Over the next few months, the base case is a volatile range with crypto trying to reprice against macro tightening risk and uneven institutional flows. Confirmation would come from sustained flow improvement or a broader easing in rates/oil pressures; otherwise the decoupling can persist.
Structurally, the interview implies crypto is becoming less dependent on broad equity beta and more on its own liquidity and policy drivers. That makes the asset class more idiosyncratic, but also more exposed when macro support weakens.
Crypto volatility is likely to remain strong over the coming months.
Direct opening thesis and closing forecast.
Crypto and traditional financial markets have diverged sharply in the last few months.
He contrasts new highs in equities with crypto weakness since Q4.

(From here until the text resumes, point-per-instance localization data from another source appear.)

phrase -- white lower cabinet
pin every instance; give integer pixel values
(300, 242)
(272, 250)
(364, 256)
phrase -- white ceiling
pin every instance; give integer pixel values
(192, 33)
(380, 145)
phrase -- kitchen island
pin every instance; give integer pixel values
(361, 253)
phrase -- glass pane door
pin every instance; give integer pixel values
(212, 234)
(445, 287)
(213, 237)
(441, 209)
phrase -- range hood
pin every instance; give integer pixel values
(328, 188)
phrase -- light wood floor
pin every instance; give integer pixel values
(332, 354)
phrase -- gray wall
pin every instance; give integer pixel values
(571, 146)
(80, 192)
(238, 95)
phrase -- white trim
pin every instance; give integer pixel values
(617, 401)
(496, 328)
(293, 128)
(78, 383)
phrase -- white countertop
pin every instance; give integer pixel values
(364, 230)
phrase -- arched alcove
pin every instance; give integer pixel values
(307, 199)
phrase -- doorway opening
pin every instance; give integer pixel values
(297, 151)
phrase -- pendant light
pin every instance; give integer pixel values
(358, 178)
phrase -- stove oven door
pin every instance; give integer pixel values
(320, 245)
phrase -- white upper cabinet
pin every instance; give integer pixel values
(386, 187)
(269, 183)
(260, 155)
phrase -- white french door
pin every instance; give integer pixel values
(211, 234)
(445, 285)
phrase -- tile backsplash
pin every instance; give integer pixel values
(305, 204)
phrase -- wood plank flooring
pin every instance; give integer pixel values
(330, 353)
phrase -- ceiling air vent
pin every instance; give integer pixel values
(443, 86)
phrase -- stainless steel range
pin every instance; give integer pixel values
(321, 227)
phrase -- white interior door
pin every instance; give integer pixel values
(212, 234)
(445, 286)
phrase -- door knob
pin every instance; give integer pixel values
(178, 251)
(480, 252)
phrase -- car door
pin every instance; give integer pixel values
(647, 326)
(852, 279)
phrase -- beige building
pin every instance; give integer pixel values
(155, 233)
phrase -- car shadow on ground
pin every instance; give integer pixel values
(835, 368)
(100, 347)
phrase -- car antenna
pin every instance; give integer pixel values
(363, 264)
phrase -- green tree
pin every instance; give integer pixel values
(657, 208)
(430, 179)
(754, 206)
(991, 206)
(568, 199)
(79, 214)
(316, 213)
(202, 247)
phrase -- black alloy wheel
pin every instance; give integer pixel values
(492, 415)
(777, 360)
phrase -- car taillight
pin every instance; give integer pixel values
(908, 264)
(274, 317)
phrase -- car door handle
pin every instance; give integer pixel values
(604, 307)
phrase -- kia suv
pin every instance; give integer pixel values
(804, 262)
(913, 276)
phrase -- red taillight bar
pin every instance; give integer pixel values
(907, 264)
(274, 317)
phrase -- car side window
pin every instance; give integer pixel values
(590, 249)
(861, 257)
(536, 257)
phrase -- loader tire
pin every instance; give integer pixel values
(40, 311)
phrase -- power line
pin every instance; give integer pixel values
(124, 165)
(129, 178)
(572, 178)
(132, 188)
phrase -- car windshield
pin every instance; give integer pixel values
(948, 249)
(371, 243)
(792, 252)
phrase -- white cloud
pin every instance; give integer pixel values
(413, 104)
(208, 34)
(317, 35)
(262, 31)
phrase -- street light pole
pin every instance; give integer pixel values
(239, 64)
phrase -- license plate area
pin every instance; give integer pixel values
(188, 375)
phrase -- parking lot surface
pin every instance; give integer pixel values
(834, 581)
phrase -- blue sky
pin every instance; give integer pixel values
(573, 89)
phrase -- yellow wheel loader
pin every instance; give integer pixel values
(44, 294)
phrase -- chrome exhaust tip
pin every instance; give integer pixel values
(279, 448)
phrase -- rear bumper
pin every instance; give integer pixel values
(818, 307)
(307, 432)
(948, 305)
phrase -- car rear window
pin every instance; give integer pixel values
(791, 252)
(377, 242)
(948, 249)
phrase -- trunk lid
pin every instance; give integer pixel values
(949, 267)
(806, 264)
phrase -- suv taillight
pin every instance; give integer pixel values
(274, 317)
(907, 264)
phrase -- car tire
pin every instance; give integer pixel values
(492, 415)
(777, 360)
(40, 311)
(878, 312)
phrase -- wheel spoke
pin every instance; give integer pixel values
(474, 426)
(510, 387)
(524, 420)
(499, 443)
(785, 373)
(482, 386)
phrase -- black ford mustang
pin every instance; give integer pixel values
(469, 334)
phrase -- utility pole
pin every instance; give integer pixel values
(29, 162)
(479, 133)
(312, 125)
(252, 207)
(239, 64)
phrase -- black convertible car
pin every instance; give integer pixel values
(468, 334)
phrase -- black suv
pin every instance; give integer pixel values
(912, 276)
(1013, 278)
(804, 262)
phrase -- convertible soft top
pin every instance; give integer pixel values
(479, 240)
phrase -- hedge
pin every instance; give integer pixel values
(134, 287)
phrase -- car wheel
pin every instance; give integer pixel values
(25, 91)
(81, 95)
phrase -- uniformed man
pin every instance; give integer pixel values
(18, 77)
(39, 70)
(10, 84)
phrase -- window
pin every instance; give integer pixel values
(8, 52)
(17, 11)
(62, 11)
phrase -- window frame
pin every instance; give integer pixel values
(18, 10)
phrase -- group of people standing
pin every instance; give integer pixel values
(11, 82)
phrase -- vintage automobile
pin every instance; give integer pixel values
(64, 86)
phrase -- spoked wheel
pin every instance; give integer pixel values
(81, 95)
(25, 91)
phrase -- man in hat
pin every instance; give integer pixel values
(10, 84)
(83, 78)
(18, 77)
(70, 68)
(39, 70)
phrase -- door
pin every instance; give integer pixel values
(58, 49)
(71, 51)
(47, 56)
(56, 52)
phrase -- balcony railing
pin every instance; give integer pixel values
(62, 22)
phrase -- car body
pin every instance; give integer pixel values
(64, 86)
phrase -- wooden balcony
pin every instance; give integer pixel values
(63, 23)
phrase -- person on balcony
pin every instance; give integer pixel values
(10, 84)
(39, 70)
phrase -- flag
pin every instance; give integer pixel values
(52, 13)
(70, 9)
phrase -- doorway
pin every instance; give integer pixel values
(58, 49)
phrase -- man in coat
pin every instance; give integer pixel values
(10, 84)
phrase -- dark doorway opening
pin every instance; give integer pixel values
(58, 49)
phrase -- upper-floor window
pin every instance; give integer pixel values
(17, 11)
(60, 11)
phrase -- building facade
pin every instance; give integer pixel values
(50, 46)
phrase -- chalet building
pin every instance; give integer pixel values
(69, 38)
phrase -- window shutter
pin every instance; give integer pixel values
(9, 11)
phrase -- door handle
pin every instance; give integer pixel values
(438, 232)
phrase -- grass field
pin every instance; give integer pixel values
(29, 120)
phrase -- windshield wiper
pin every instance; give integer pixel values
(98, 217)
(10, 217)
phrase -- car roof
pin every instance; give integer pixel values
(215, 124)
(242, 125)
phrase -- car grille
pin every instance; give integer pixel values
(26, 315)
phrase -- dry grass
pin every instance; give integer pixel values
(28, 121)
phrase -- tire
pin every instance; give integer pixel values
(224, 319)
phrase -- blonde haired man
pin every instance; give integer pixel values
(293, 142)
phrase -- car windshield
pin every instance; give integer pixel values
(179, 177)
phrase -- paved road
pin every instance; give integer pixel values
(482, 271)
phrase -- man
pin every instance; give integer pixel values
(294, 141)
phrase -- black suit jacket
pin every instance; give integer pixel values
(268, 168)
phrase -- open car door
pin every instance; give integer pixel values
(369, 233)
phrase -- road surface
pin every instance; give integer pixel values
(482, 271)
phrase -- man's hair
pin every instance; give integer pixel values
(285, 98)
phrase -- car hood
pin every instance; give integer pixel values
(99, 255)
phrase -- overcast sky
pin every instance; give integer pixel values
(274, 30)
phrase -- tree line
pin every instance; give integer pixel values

The AI subsector is driving much of the stock market strength and breaking the usual correlation with crypto.
He says index strength is concentrated in AI names and that this is distorting cross-market relationships.
What are you seeing in the financial markets themselves and where crypto is based?
Matteo says the crypto market and traditional financial markets have shown strongly different behavior recently. While the S&P 500 and Nasdaq hit new all-time highs, crypto has been in a negative price action from Q4 onward. This divergence is unusual compared to the last 2-3 years, especially after US spot ETF approvals brought institutional money into crypto.